I've been reading some serious books.
I'm doing serious work at the office.
I'm doing serious work at the office.
The dramatic weather has been very serious.
Tensions are high, keeping everyone in a serious frame of mind.
Then I saw this dancing man at the car wash yesterday. And I smiled. That was all I really needed - something to smile about.
So on this Sunday, we're not going to tackle a serious subject. I'm going to share some smiles with you instead. Please take them with you into the week, keep them with you for the serious times, and share them freely as you see they're necessary.
* If you're having a bad day, just remember that the airport in Salzburg, Austria, has a counter for people who flew to Austria instead of Australia.

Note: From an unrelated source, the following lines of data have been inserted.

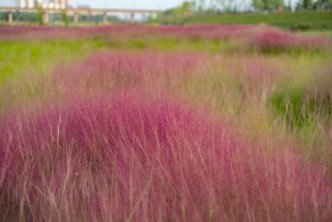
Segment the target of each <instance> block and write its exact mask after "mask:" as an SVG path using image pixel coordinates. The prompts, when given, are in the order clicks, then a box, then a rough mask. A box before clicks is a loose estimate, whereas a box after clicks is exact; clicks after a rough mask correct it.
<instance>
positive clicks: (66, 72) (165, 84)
mask: <svg viewBox="0 0 332 222" xmlns="http://www.w3.org/2000/svg"><path fill="white" fill-rule="evenodd" d="M207 58H208V57H207V56H206V55H204V54H203V55H202V54H200V55H199V54H194V53H176V54H174V53H172V54H165V55H163V54H158V53H151V52H145V53H140V54H128V53H124V52H118V53H99V54H94V55H91V56H90V57H89V58H88V59H86V60H85V61H84V62H81V63H78V64H75V65H72V66H70V67H65V68H64V67H59V68H57V69H56V70H55V71H54V73H53V77H54V78H55V81H56V83H57V85H59V86H61V87H62V89H63V90H65V91H69V92H68V93H72V92H73V91H79V92H80V93H87V92H92V93H93V94H95V93H96V92H98V91H103V92H105V91H110V90H113V89H115V88H124V87H130V88H140V89H142V90H150V91H152V92H156V91H160V90H164V91H165V90H169V88H171V87H174V86H175V85H176V83H178V82H180V81H181V80H185V79H188V78H189V79H190V78H191V77H193V76H195V75H200V73H201V72H202V70H206V69H207V67H208V65H209V62H208V59H207Z"/></svg>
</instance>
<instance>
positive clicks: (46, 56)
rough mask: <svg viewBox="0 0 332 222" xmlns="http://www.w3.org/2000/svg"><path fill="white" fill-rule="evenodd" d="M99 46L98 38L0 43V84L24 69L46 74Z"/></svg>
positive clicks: (83, 55) (25, 72)
mask: <svg viewBox="0 0 332 222" xmlns="http://www.w3.org/2000/svg"><path fill="white" fill-rule="evenodd" d="M100 47H102V46H101V45H100V43H99V42H98V41H75V42H69V41H47V42H0V85H1V84H3V83H5V82H6V81H7V80H8V79H10V78H14V77H15V78H16V77H24V75H25V74H26V73H27V72H34V73H37V74H46V73H48V72H49V71H50V70H51V69H52V68H53V67H54V66H55V65H56V64H58V63H64V64H66V63H69V62H70V61H71V60H72V59H73V58H79V57H84V56H85V55H86V54H87V53H88V52H90V51H91V50H94V49H98V48H100Z"/></svg>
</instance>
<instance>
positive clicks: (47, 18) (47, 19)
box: [43, 11, 50, 25]
mask: <svg viewBox="0 0 332 222" xmlns="http://www.w3.org/2000/svg"><path fill="white" fill-rule="evenodd" d="M43 19H44V24H45V25H47V24H48V23H49V21H50V14H49V12H47V11H45V12H44V18H43Z"/></svg>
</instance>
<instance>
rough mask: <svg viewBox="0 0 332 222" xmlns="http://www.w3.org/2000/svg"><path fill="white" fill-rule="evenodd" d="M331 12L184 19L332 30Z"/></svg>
mask: <svg viewBox="0 0 332 222" xmlns="http://www.w3.org/2000/svg"><path fill="white" fill-rule="evenodd" d="M331 21H332V13H331V12H295V13H290V12H287V13H283V14H263V13H259V14H258V13H245V14H236V15H232V14H227V15H201V16H192V17H188V18H186V19H185V20H183V23H188V24H199V23H202V24H243V25H256V24H266V25H270V26H277V27H280V28H284V29H289V30H295V31H296V30H301V31H305V30H310V29H311V30H332V22H331Z"/></svg>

* Have you heard of the new music group called cellophane? They mostly wrap.
* Did you know if you hold a squirrel up to your ear, you can hear what it's like to be attacked by a squirrel?
* Just sold my two homing pigeons on eBay for the 25th time...
* Where did Captain Hook buy his hook? At the second hand store.
* How many times do I have to click "I accept cookies" before they actually send me the cookies?
* Trying to understand some people is like trying to smell the color 9.
* My mind is like someone, for some reason, opened my junk drawer and decided to dump it on the trampoline.
* Doctors are saying that each piece of bacon you eat takes 9 minutes off your life. Using that math, I died in 1732.
* Out of all the inventions in the last 100 years, the dry erase board is the most remarkable.
* Scraped my elbow digging for gold. Just a miner injury.
* A cashew and a pistachio threw a party. It was nuts.
* I used to think I was indecisive. Now I'm not so sure.
* You can differentiate between an alligator and a crocodile by paying attention to whether the animal see you later or in a while.
* If you say gullible really slow, it sounds like orange...
* I'm super lazy today. It's like regular lazy but I'm wearing a cape.
* What do dentists call their x-rays? Tooth-pics.
* Tongue twister champion arrested. Given a tough sentence.
* Just ordered a chicken and an egg from Amazon...I'll let you know.